Was er über Heine sprach, war vornehm artistisches tohu wahohu, ich gab ihm keine Antwort darauf, sondern rief den Jokey, und trug ihm auf, Herrn Henry Heine zu kaufen. Ich glaube aber nicht, daß Rumohrs einfach plastische, konservative Richtung des Schreibens Heine's revolutionaire Form je verstehen wird.

Und doch haben Beide einen Vereinigungspunkt in Göthe, aber von da aus gehen sie nach entgegengesetzten Seiten.

Es ist in Rumohr das Göthesche behagliche Wesen, und sobald das nichts Pretiöses zur Schau trägt, mag ich es gern leiden; es ist ein angenehmer, vornehmer Materialismus, der Wohlbehagen erzeugt. Göthe hat auch nur seinem Wohlbehagen all die Philosopheme angepaßt, die an ihm vorüber gegangen sind. Er war im Grunde der subjektivste Mann, aber er war ein Weltmann, der sein Gelüst zu verbergen wußte, und seiner Ton ist immer Objektivität.

So ist der Faust, der Spiegel von Göthes Innerlichkeit, eine verkörperte Entwickelung der philosophischen Ideen, wie sie eben im Schwunge waren. Das wird im zweiten Theile bis zur Fratze klar. – Wenn die Isabella in der Braut von Messina nur 289 einen Sohn gehabt hätte, so wäre das ganze Unglück nicht geschehen.

Mein ganzer Traum von der Schönheit des unvollendeten Faust ist vernichtet, meine Freude über die Poesie der Nichtvollendung dahin – o Göthe, warum hast du mir das gethan, und dir so viel Mühe gegeben, einen Schluß des Faust zu schreiben, und so gute Verse dafür zu machen!

Rumohr glitt herunter vom Fensterbret, und sagte schüchtern: »Sie sind doch wohl ein Herr v. Uckermann?«

Nein, mein Herr, sagte ich, ich bin kein Herr v. Uckermann, aber ich bin des Teufels.

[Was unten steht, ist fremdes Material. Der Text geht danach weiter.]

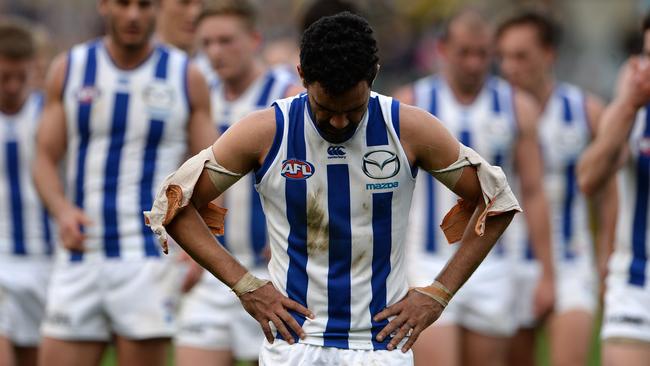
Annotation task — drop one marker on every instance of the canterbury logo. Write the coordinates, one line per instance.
(336, 151)
(380, 164)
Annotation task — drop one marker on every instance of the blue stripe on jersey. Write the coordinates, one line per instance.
(339, 283)
(47, 232)
(376, 133)
(639, 225)
(257, 226)
(430, 223)
(111, 176)
(156, 128)
(17, 219)
(381, 248)
(83, 125)
(275, 147)
(296, 197)
(263, 100)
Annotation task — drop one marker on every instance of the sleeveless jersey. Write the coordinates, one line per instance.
(630, 258)
(337, 217)
(564, 133)
(25, 228)
(127, 130)
(245, 233)
(488, 126)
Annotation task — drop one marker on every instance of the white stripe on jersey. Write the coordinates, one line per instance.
(245, 233)
(488, 126)
(126, 132)
(25, 228)
(337, 217)
(629, 262)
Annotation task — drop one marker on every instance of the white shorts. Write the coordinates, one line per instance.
(93, 299)
(299, 354)
(211, 317)
(627, 311)
(484, 304)
(23, 289)
(576, 288)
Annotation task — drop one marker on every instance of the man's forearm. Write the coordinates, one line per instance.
(189, 230)
(473, 249)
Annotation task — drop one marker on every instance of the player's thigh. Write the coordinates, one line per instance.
(150, 352)
(625, 353)
(521, 351)
(570, 336)
(191, 356)
(6, 352)
(438, 345)
(482, 349)
(70, 353)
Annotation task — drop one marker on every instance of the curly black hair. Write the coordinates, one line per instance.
(338, 52)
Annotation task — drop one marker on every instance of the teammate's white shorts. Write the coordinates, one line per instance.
(576, 289)
(484, 304)
(627, 311)
(23, 289)
(212, 318)
(300, 354)
(91, 299)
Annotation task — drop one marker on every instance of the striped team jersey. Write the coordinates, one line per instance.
(488, 126)
(25, 228)
(245, 232)
(337, 216)
(127, 130)
(564, 133)
(630, 258)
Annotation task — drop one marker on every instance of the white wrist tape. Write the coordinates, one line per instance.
(497, 194)
(248, 283)
(176, 192)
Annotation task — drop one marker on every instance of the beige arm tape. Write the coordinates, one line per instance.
(497, 195)
(248, 283)
(176, 192)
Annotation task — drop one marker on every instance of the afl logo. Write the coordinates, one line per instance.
(380, 164)
(297, 169)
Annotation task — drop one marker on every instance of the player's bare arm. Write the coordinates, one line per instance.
(529, 164)
(51, 147)
(201, 130)
(241, 149)
(608, 151)
(431, 147)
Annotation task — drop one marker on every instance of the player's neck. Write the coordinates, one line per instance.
(10, 108)
(127, 58)
(236, 87)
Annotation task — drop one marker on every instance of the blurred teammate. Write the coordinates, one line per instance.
(213, 327)
(487, 114)
(25, 232)
(124, 112)
(623, 143)
(527, 45)
(335, 171)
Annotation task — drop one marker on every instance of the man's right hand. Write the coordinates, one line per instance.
(70, 220)
(267, 304)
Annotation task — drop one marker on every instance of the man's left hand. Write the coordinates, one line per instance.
(414, 312)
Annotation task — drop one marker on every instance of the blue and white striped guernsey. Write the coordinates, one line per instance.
(245, 233)
(564, 133)
(337, 217)
(127, 129)
(488, 126)
(630, 258)
(25, 228)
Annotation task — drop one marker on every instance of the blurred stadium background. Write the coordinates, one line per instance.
(597, 36)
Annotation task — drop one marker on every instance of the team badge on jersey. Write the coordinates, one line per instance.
(297, 169)
(380, 164)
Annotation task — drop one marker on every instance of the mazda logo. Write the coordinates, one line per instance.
(380, 164)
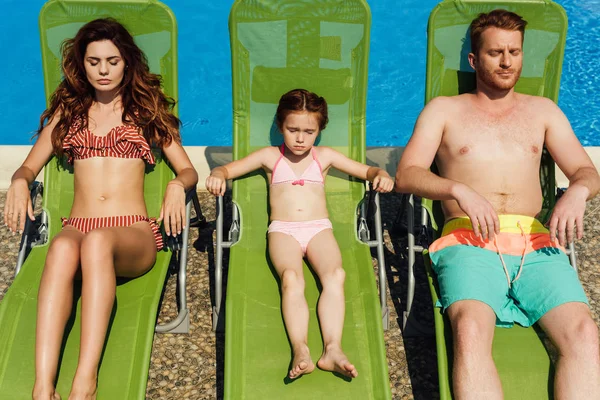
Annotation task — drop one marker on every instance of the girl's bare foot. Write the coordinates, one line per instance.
(302, 363)
(334, 359)
(44, 394)
(83, 389)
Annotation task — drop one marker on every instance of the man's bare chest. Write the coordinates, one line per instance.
(507, 137)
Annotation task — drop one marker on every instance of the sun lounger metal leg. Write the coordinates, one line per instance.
(218, 263)
(364, 235)
(181, 324)
(385, 313)
(410, 325)
(234, 233)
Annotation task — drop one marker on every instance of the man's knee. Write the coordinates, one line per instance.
(472, 327)
(292, 281)
(580, 336)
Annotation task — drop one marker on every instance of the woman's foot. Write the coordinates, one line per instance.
(334, 359)
(302, 363)
(83, 389)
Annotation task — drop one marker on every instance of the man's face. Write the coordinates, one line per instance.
(499, 61)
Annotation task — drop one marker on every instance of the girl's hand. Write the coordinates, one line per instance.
(383, 182)
(18, 206)
(173, 208)
(216, 184)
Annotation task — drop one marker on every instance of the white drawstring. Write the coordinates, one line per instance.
(522, 256)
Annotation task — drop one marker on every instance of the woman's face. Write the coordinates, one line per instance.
(104, 66)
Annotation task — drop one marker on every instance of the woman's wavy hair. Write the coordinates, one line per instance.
(143, 101)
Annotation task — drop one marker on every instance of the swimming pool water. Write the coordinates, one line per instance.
(396, 70)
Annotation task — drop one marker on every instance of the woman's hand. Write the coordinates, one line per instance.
(173, 208)
(216, 183)
(383, 182)
(18, 206)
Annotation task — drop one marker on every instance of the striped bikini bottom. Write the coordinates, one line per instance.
(87, 224)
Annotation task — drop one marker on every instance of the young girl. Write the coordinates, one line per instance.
(299, 223)
(103, 117)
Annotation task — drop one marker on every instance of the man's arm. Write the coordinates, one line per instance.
(413, 175)
(572, 159)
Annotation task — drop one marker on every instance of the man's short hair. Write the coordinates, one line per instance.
(502, 19)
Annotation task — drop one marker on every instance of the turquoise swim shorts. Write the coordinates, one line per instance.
(521, 274)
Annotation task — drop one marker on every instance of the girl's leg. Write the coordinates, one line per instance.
(55, 298)
(286, 256)
(326, 260)
(105, 254)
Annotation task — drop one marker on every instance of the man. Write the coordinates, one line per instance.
(495, 263)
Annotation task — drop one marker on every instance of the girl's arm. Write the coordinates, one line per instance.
(173, 207)
(18, 202)
(382, 182)
(216, 183)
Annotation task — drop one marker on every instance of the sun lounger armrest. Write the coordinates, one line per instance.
(35, 232)
(181, 323)
(364, 235)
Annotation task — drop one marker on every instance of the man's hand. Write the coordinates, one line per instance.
(483, 216)
(568, 215)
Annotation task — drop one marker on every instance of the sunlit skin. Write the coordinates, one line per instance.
(305, 203)
(487, 145)
(104, 186)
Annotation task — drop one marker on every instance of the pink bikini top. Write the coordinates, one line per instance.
(283, 173)
(123, 141)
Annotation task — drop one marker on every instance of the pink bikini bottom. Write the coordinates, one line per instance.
(302, 231)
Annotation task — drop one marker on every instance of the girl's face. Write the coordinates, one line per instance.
(104, 66)
(300, 130)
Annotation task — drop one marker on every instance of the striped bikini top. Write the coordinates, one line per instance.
(283, 173)
(123, 141)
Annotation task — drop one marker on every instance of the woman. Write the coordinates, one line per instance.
(104, 116)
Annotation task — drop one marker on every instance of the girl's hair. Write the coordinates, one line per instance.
(299, 100)
(499, 18)
(143, 101)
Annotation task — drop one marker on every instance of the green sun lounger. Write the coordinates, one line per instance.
(124, 366)
(522, 361)
(321, 46)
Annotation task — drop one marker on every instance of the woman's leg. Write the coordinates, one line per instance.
(105, 254)
(325, 258)
(286, 256)
(55, 298)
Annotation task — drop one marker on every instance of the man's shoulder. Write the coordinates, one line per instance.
(536, 101)
(446, 101)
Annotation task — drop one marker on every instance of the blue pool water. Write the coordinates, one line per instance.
(396, 70)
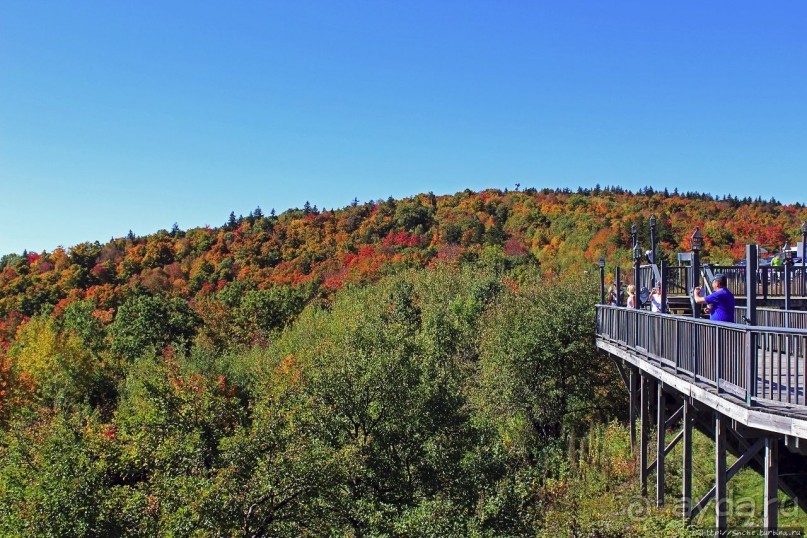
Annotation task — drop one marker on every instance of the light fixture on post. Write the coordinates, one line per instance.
(637, 260)
(602, 280)
(652, 249)
(696, 244)
(787, 257)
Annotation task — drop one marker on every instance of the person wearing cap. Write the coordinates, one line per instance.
(720, 302)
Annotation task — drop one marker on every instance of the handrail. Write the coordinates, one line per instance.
(774, 317)
(749, 362)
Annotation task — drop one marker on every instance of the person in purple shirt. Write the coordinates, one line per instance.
(720, 302)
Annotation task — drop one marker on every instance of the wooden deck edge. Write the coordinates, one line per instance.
(751, 417)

»Das thut nichts«, erwiderte er, »darf ich fragen, warum?«

Nein, mein Herr, das dürfen Sie nicht; denn Sie würden meinen Teufel nicht erkennen, Sie sind ein Artist, und was die teutschen Lyriker zu Viel haben an nebelhafter Poesie, das haben Sie zu Wenig. Der Faust ist zu tief für Ihre Statuen, Sie gehen darin unter. Ach, der arme Faust, das objektivirte Ich Göthe's, wird ein Geheimerrath, und bekommt Orden, und wird alt mit dem Geheimenrathe und den Orden, und die zauberhafte Form der revolutionairen Tragödie ist zertrümmert, und er appellirt an die Gnade, oder mit andern Worten an die Laune der Gottheit, denn Gnade ist ja doch nur gute 290 Laune. Was? – Nein, nicht was? ich will keine Antwort.

»Reisen Sie vielleicht mit nach Berlin?«

Nein, ich reise nach Italien; wenn ich nach Berlin ginge, könnte ich's vor'm Börne nicht entschuldigen, daß ich mich jetzt mit Humanität beschäftigte.

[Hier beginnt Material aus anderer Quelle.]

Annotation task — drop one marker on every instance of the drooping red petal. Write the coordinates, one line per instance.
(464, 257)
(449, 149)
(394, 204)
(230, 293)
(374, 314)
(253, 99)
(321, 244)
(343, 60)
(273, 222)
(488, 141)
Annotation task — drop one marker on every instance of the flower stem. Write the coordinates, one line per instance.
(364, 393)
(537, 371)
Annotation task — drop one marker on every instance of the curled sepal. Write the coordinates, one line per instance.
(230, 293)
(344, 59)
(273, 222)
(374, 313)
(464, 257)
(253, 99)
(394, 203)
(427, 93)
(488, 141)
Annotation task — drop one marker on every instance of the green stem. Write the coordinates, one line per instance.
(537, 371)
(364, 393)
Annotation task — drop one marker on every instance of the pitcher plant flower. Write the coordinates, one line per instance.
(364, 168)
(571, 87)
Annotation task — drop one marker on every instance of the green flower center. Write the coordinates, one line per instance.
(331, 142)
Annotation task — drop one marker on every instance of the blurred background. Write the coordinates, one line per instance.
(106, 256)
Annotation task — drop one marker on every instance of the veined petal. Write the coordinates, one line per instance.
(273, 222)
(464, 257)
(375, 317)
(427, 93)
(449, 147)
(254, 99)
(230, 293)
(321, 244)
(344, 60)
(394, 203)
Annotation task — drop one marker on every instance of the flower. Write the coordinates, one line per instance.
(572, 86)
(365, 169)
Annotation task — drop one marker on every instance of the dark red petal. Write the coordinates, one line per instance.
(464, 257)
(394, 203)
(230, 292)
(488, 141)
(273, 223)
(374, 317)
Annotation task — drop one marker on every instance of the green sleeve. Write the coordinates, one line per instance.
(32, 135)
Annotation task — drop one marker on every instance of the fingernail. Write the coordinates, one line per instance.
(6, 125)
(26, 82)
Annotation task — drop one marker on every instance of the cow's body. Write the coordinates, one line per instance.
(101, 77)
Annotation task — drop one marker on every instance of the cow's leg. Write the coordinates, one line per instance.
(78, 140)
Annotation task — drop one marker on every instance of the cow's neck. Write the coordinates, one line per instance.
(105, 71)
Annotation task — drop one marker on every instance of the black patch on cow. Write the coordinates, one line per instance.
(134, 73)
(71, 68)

»Berlin ist ein hübscher Ort.«

Berlin ist mehr als ein hübscher Ort, es ist ein liebenswürdiger Ort, es ist der Faust unter den Städten, aber man hat ihn fortgesetzt, und ich liebe die Gnade nicht.

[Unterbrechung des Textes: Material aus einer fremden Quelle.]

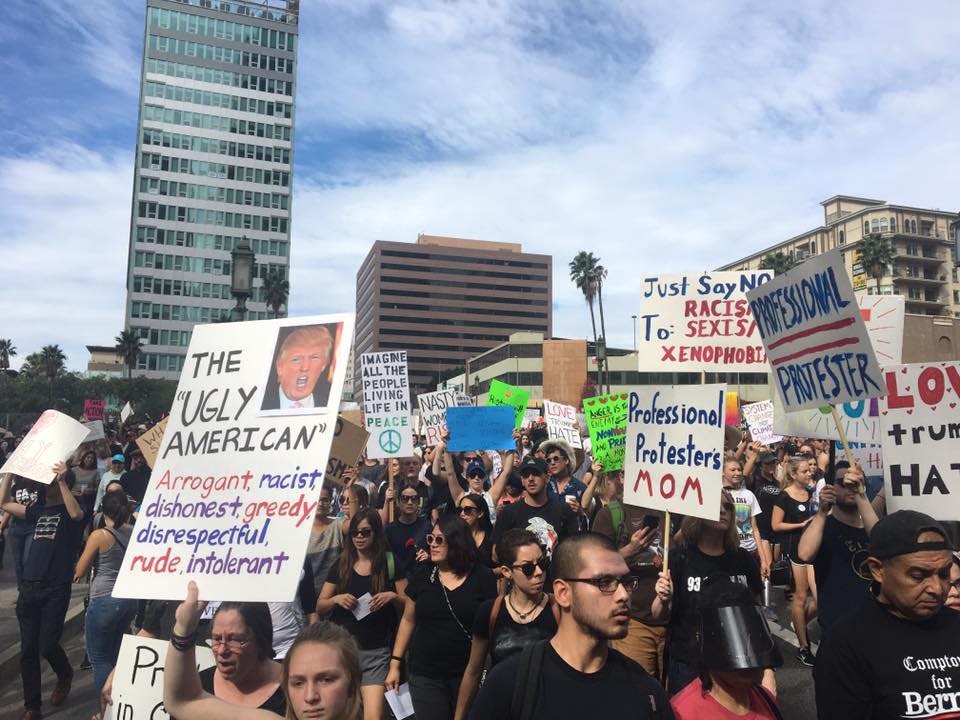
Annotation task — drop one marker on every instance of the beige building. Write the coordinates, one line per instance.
(924, 269)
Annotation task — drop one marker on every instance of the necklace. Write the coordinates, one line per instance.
(523, 616)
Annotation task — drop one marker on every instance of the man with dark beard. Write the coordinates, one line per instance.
(570, 674)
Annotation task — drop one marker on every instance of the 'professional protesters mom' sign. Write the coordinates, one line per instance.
(237, 482)
(699, 322)
(674, 455)
(815, 338)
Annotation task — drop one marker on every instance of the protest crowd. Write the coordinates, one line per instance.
(449, 581)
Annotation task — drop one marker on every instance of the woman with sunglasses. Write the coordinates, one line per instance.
(507, 624)
(442, 601)
(475, 513)
(363, 573)
(703, 548)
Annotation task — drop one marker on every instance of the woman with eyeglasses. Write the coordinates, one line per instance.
(362, 584)
(505, 625)
(702, 548)
(442, 601)
(475, 513)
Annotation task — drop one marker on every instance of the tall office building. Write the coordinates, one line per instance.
(447, 299)
(213, 165)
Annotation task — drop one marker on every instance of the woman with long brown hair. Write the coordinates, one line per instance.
(364, 576)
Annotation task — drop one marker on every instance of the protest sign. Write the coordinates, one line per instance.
(502, 394)
(233, 493)
(699, 322)
(386, 404)
(93, 409)
(759, 417)
(674, 449)
(349, 440)
(607, 422)
(432, 408)
(815, 338)
(53, 437)
(920, 418)
(483, 428)
(562, 422)
(138, 679)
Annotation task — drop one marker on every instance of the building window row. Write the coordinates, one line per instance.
(220, 77)
(218, 147)
(223, 29)
(223, 171)
(202, 216)
(155, 186)
(204, 121)
(240, 103)
(215, 53)
(208, 241)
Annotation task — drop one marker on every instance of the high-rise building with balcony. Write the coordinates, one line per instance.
(924, 242)
(213, 165)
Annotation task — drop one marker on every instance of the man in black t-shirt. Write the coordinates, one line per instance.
(576, 674)
(898, 656)
(45, 586)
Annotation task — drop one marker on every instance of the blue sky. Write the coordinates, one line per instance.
(663, 139)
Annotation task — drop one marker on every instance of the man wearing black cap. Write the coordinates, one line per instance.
(548, 517)
(899, 655)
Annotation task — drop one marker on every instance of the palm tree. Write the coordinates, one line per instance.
(128, 347)
(876, 254)
(275, 291)
(779, 262)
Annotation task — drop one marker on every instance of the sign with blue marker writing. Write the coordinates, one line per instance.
(237, 478)
(699, 322)
(816, 341)
(482, 428)
(674, 449)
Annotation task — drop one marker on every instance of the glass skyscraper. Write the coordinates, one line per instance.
(213, 165)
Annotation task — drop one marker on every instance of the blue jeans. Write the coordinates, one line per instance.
(107, 619)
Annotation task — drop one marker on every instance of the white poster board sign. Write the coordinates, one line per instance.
(138, 679)
(386, 404)
(674, 453)
(237, 479)
(920, 418)
(699, 322)
(52, 439)
(815, 337)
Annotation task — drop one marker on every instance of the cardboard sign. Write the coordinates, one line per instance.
(699, 321)
(52, 439)
(349, 440)
(562, 422)
(607, 422)
(920, 418)
(386, 404)
(674, 457)
(233, 493)
(502, 394)
(759, 417)
(815, 338)
(93, 409)
(484, 428)
(149, 442)
(138, 678)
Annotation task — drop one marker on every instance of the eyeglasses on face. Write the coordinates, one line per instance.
(607, 584)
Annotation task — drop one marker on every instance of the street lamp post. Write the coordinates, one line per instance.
(242, 263)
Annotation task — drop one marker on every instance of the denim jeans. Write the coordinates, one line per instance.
(106, 621)
(41, 609)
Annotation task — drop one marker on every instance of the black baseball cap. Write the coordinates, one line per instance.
(898, 533)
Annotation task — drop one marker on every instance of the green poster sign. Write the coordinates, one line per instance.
(503, 394)
(607, 422)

»Wissen Sie, was Le Telletier über die Jesuiten sagt?«

Ja. Die Jesuiten waren gewiß ehrliche Leute, aber es hat seit dreihundert Jahren keine Schurkerei gegeben, wo sie nicht dabei gewesen wären.

»Was halten Sie von den Jesuiten?«

Ich liebe sie, weil sie die einzigen Menschen ihrer Zeiten waren, in denen Geist steckte; und es ist eben mein Unglück, daß sie nicht nur geistreich, sondern auch Schurken waren.